Berakhir dengan bahagia

458 88 46
                                    

Emosinya terasa tergerak untuk meluap, saat manik ruby miliknya menangkap sosok yang tengah terduduk disana. 

Semua orang terdiam, termasuk dirinya. Jauh dari espektasi, ia pikir akan menemui sang ayah dengan tenang untuk kemudian menutupi kejadian sebenarnya antara mereka. Tapi, kehadiran Solar seakan meruntuhkan semua rencana Hali.

Dengan tajam ia mengunci manik silver sang adik yang juga terdiam. Syok. Seperti disambar petir. Tak siap dengan kedatangannya.

Ingatan tentang bagaimana Ibunya berakhir ditangan Solar kini berputar dengan jelas tanpa melupakan satu detikpun. Rasanya Hali mau meledak, jika saja ia sedang diluar kendali, mungkin tangannya akan terangkat untuk menyalurkan emosi pada Solar.

Tak ada pergerakan antara keduanya dalam beberapa saat tatapan bak percikan petir. Sebuah suara terdengar memecah keheningan.

"Duduklah Hali. Berhubung kau sudah datang, ayah mau bicara dengan kalian berdua", ucap Amato santai. Seakan tak menyadari adanya masalah apapun.

Hali tak bergeming. Apalagi Solar. Pemuda bermanik silver bahkan tak mampu bernafas dengan benar, tubuhnya gemetar, perasaan takut dan trauma muncul. Satu hal yang ada dalam benaknya, lari. Lari jauh dari mereka. Dari orang ini.

"Hali", panggil Amato lagi. Panggilan yang menyadarkan sang sulung dan membawanya pada kenyataan.

"Ayah bohong padaku"

Amato tak mengiraukan jawaban tak terduga dari sang sulung. Ia melirik reaksi Solar, betapa putranya itu seakan memiiki ketakutan yang besar pada saudara yang telah hidup bersamanya sekian lama.

Menyadari kecanggungan yang ada, Solar tiba-tiba bangkit dari duduknya. Ia tersenyum canggung, "Suasananya jadi tidak baik karna aku, kalau begitu aku pergi saja", pamit Solar. Namun, baru hendak melangkah, sebuah tawa sinis terdengar. Tawa yang jika dulu begitu menyebalkan untuk ia dengar, namun kini seperti tercium nada penghinaan.

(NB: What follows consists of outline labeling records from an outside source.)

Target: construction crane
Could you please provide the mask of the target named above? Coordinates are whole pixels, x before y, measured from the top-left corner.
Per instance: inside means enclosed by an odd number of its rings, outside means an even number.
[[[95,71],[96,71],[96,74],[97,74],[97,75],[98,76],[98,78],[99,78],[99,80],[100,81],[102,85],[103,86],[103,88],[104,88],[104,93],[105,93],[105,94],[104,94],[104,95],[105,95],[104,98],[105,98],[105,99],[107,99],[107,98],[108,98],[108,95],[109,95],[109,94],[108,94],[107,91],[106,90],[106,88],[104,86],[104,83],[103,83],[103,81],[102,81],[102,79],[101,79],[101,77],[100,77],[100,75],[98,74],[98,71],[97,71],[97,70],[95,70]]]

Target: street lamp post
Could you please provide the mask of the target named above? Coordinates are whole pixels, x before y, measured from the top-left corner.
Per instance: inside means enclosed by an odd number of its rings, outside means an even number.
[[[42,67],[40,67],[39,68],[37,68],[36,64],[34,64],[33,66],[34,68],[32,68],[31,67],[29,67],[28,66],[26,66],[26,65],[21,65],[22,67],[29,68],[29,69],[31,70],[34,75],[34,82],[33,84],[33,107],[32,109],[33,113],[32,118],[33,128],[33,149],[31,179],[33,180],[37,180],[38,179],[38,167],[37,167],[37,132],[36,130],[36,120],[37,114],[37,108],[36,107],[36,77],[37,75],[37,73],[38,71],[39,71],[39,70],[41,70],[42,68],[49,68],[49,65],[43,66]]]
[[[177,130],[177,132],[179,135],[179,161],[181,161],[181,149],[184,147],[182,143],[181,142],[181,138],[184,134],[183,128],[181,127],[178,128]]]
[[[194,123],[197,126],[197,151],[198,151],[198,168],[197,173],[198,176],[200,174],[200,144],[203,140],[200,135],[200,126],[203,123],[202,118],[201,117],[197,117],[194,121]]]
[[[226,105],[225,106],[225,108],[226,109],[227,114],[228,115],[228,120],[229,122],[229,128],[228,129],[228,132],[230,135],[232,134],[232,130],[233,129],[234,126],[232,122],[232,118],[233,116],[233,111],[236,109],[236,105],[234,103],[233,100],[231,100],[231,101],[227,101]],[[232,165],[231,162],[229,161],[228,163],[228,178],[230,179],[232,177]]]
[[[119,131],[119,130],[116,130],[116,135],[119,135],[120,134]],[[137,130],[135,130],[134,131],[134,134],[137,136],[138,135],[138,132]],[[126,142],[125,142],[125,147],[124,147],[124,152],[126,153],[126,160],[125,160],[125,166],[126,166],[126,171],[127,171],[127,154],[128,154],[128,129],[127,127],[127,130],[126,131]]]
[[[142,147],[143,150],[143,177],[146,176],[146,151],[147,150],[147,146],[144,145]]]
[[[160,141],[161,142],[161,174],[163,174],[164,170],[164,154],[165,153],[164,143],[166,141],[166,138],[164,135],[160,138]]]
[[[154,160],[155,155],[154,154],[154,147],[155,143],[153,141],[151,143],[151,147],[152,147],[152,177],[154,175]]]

"Kenapa begitu terburu-buru? bukankah kau sudah menggunakan kartumu untuk mendapat pembelaan?", sindir Hali. Menatap tajam pada sang adik. "Jadi, daripada kau tidak menuntaskannya, lebih baik kau beritahu ayah bagaimana kami memperlakukanmu. Sampai kau puas, bukankah itu yang kau rencanakan?"

Solar terdiam. Tidak mengerti apa maksud dari kalimat Hali. Sementara kini, Hali melirik pada sang ayah. "Selamat datang Yah. Awalnya aku ingin menyambutmu, tapi sepertinya, sekarang pandangan ayah padaku sudah berubah, jadi kurasa tidak ada lagi yang perlu kujelaskan", ucap Hali. Lalu ia berbalik pergi. 

Rasa kesal memenuhi dirinya saat mengetahui sang ayah ternyata berbohong dengan mengatakan jika ia ingin bertemu dengan Hali dulu sebelum yang lain. Terlebih, kenapa harus orang itu? orang yang begitu ia benci? kenapa sang ayah harus mempertemukan ia dan orang itu?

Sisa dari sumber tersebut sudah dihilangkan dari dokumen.